The main goal of our research is to establish an integrated, intelligent and insightful approach for accelerating new materials design and optimization, by advancing in the areas of multi-scale modeling, multi-physics modeling and machine learning.
Our research involves a very wide range of materials modeling and simulation methods, from atomistic to continuum scale, including density functional theory, molecular dynamics, coarse-grained molecular dynamics, phase field model, finite element method and etc. The cooperation of computational methods at different scales enables accurate and systematic predictions on a variety of materials properties (such as electronic, mechanical, transport, interfacial and structural properties). In addition, this allows investigation of material synthesizability and stability, to promote the realization of promising new materials.
We list several representative material systems we have studied or we are currently working on, which can generally be categorized into the classes of low-dimensional materials, energy materials and carbonaceous materials.
Here we would like to briefly show a few examples from our recent work, and many of them were done in close collaboration with other research groups. Certainly they did not cover the entire spectrum of our research. If you would like to know more, please check our latest publication list or simply send us an email.
Polymer electrolyte design
Here we aimed to accelerate the design of highly conductive polymer electrolyte materials for all-solid-state battery applications. Specifically, we first converted the conventional chemical species space to a continuous design space via the coarse-graining approach. Then we adopted the Bayesian optimization method for an efficient screening, to identify the collective effects of molecular level material properties on the ionic conductivity, based on which we would be able to achieve the global optimization of the system conductivity.
Y. Wang#,*, T. Xie#, A. France-Lanord, A. Berkley, J. A. Johnson, Y. Shao-Horn and J. C. Grossman*, Toward Designing Highly Conductive Polymer Electrolytes by Machine Learning Assisted Coarse-Grained Molecular Dynamics, Chem. Mater., 32(10), 4144-4151 (2020).
Nanowire structural change
Here we developed a 3D multi-phase field model, which is capable of capturing the dynamical process of nanowire vapor-liquid-solid growth as well as reproducing the experimental wire geometries. With this model, we clarified the formation mechanisms of several abnormal semiconductor nanowire structures, and predicted the conditions at the onset of these structural changes.
Y. Wang, Tomas Sikola and Miroslav Kolibal*, Collector Droplet Behavior during Formation of Nanowire Junctions, J. Phys. Chem. Lett., 11, 6498-6504 (2020).

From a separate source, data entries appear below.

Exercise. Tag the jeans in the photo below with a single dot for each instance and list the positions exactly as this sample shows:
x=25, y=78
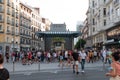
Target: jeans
x=82, y=64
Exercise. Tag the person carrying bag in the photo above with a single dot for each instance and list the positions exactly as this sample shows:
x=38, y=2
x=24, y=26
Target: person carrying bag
x=114, y=70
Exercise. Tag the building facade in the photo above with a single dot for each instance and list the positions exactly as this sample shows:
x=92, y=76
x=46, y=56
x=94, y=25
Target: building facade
x=25, y=27
x=102, y=15
x=9, y=26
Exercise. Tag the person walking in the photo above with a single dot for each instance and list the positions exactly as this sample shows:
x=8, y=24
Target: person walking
x=83, y=57
x=114, y=70
x=4, y=74
x=76, y=59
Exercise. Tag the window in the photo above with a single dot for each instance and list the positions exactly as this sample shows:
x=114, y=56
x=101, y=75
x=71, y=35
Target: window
x=93, y=3
x=93, y=29
x=104, y=1
x=118, y=12
x=93, y=21
x=1, y=8
x=7, y=39
x=1, y=1
x=104, y=11
x=7, y=28
x=0, y=17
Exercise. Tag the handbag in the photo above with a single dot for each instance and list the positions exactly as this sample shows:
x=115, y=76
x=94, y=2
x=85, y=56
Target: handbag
x=115, y=78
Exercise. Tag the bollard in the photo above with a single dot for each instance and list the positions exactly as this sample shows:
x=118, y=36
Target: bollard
x=39, y=66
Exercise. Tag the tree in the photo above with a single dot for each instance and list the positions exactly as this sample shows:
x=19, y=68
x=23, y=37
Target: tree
x=80, y=44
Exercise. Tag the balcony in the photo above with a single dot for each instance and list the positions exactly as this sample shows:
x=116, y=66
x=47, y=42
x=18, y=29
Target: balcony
x=1, y=10
x=9, y=4
x=16, y=15
x=8, y=12
x=117, y=19
x=13, y=6
x=8, y=22
x=13, y=14
x=17, y=25
x=108, y=2
x=17, y=33
x=2, y=20
x=13, y=23
x=1, y=1
x=13, y=32
x=116, y=3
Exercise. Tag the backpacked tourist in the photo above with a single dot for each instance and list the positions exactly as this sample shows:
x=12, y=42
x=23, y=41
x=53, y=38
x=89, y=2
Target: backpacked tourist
x=76, y=59
x=4, y=74
x=83, y=57
x=114, y=70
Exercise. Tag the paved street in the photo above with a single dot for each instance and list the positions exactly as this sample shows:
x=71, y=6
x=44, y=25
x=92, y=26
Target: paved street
x=60, y=75
x=51, y=71
x=45, y=66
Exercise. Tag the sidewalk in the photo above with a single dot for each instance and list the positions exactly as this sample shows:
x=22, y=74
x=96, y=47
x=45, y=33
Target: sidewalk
x=46, y=66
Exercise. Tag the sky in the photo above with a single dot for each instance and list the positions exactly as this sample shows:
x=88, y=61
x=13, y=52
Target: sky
x=59, y=11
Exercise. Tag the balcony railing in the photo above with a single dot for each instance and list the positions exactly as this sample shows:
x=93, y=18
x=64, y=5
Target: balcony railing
x=8, y=21
x=1, y=10
x=108, y=1
x=2, y=20
x=8, y=32
x=13, y=32
x=17, y=25
x=9, y=4
x=17, y=33
x=8, y=12
x=13, y=14
x=116, y=2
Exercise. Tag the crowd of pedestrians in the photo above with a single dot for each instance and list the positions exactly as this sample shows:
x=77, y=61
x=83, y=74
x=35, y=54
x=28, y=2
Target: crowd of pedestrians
x=66, y=58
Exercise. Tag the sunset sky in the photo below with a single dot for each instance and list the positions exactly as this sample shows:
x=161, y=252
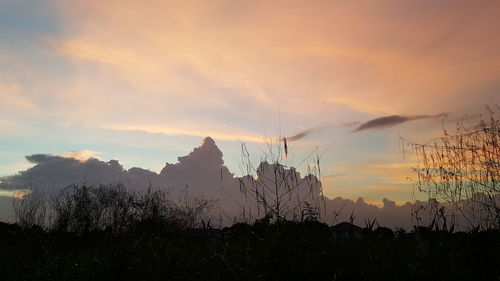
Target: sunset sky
x=143, y=82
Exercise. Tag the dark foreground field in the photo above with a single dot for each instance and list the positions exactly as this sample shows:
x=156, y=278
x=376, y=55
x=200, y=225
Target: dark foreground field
x=285, y=251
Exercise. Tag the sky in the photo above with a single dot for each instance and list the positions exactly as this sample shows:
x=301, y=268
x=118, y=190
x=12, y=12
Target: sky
x=146, y=82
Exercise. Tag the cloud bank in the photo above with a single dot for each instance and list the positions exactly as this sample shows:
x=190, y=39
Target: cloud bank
x=202, y=173
x=390, y=121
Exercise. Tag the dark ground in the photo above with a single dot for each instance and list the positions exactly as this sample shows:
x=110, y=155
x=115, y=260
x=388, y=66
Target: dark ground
x=285, y=251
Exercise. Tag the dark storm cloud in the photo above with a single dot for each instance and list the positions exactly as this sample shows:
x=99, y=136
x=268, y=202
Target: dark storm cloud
x=390, y=121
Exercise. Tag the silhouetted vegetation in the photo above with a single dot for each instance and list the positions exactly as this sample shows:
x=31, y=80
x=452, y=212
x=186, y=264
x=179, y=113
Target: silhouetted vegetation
x=106, y=232
x=463, y=169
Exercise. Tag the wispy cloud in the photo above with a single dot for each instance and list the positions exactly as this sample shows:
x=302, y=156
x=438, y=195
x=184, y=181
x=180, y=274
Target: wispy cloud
x=391, y=121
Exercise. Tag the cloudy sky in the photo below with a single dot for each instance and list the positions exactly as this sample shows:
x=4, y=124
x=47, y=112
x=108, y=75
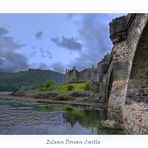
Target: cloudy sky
x=53, y=41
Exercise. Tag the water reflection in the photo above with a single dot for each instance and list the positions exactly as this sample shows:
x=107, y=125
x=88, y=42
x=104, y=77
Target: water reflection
x=19, y=116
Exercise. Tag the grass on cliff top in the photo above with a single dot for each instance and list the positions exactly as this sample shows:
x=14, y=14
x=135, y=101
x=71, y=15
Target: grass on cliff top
x=65, y=88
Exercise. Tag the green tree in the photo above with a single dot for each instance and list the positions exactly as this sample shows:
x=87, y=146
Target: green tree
x=49, y=83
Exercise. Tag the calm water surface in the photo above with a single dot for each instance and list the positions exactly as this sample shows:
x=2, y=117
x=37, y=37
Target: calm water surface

Y. Wang*, P. C. McIntyre and W. Cai*, Phase Field Model for Morphological Transition in Nanowire Vapor-Liquid-Solid Growth, Cryst. Growth Des., 17(4), 2211-2217 (2017).

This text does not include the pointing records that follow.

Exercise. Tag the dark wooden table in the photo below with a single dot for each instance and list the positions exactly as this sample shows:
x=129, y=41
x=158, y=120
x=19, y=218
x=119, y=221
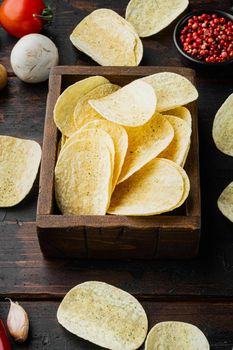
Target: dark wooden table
x=198, y=291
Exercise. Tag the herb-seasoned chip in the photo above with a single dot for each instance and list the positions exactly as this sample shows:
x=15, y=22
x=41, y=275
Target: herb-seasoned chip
x=83, y=112
x=181, y=112
x=104, y=315
x=156, y=188
x=132, y=105
x=175, y=335
x=223, y=127
x=65, y=105
x=145, y=143
x=172, y=90
x=186, y=182
x=120, y=140
x=19, y=163
x=150, y=16
x=177, y=149
x=83, y=177
x=108, y=39
x=225, y=202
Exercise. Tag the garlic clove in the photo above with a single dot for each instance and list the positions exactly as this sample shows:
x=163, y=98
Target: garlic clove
x=17, y=322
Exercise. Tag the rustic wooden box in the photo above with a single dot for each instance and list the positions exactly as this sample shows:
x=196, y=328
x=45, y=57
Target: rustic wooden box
x=174, y=235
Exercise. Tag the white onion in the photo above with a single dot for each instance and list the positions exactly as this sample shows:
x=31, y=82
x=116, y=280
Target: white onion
x=32, y=58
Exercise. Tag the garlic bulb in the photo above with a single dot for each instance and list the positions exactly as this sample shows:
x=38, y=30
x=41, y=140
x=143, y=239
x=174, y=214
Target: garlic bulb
x=17, y=322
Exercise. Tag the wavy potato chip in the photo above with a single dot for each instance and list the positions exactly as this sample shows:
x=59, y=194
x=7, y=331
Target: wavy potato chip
x=132, y=105
x=185, y=179
x=145, y=143
x=172, y=90
x=108, y=39
x=120, y=140
x=225, y=202
x=223, y=127
x=177, y=149
x=151, y=16
x=104, y=315
x=83, y=178
x=65, y=105
x=61, y=143
x=186, y=155
x=19, y=163
x=156, y=188
x=174, y=335
x=181, y=112
x=83, y=112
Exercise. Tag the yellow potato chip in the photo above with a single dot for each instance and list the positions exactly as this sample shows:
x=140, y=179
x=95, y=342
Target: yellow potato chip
x=65, y=105
x=186, y=155
x=223, y=127
x=181, y=112
x=225, y=202
x=83, y=112
x=19, y=163
x=108, y=39
x=185, y=179
x=132, y=105
x=83, y=178
x=104, y=315
x=150, y=17
x=156, y=188
x=173, y=335
x=177, y=149
x=61, y=143
x=172, y=90
x=145, y=143
x=120, y=140
x=94, y=133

Y. Li#, Y. Wang#,*, S. Ryu, A. F. Marshall, W. Cai and P. C. McIntyre, Spontaneous, Defect-Free Kinking via Capillary Instability during Vapor-Liquid-Solid Nanowire Growth, Nano Lett., 16(3), 1713-1718 (2016).
Y. Wang, S. Ryu, P. C. McIntyre and W. Cai*, A Three-Dimensional Phase Field Model for Nanowire Growth by the Vapor-Liquid-Solid Mechanism, Modelling Simul. Mater. Sci. Eng., 22, 055005 (2014).

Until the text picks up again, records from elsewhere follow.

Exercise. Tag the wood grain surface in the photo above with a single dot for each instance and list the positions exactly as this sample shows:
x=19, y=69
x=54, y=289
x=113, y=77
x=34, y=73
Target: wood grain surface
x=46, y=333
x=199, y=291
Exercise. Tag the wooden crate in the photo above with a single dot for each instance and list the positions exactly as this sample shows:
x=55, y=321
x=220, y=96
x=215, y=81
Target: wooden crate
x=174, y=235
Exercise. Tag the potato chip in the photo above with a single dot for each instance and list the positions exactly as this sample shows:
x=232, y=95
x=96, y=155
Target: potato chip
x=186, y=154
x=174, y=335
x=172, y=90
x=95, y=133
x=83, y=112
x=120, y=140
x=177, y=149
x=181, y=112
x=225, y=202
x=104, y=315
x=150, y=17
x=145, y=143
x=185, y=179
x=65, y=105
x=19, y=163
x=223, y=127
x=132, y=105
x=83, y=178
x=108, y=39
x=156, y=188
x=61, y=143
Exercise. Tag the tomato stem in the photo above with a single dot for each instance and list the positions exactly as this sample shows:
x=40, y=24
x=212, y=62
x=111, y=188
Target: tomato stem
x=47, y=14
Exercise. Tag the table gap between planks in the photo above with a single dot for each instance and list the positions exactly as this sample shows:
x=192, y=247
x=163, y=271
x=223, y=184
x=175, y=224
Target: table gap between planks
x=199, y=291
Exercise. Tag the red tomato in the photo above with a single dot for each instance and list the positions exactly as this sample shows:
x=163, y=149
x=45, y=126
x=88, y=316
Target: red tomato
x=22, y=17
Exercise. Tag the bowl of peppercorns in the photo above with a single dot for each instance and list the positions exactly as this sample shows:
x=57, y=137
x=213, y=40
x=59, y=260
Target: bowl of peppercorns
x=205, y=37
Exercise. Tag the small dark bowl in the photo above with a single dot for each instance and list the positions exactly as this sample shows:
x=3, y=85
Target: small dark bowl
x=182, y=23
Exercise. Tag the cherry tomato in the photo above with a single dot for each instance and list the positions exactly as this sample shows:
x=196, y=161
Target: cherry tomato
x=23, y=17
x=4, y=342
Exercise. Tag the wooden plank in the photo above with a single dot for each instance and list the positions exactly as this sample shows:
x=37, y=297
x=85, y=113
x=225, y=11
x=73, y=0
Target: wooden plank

Here we demonstrated our ability of developing an empirical interatomic potential well fitted to the binary phase diagram. With an accurate potential, we can perform molecular dynamics simulations to reveal the atomistic mechanisms of many interesting phenomena. For example, from the simulation trajectories, we can identify the interface morphology of gold-catalyzed silicon epitaxial growth; or we can capture the grain coarsening process inside a polycrystalline nanoparticle.
B. Jin, Y. Wang, Z. Liu, A. France-Lanord, J. C. Grossman, C. Jin* and R. Tang*, Revealing the Cluster-Cloud and Its Role in Nanocrystallization, Adv. Mater., 30, 1808225 (2019).
Y. Wang, A. Santana* and W. Cai, Atomistic Mechanisms of Orientation and Temperature Dependence in Gold-Catalyzed Silicon Growth, J. Appl. Phys., 122(8), 085106 (2017).
Y. Wang, A. Santana* and W. Cai, Au-Ge MEAM Potential Fitted to the Binary Phase Diagram, Modelling Simul. Mater. Sci. Eng., 25, 025004 (2016).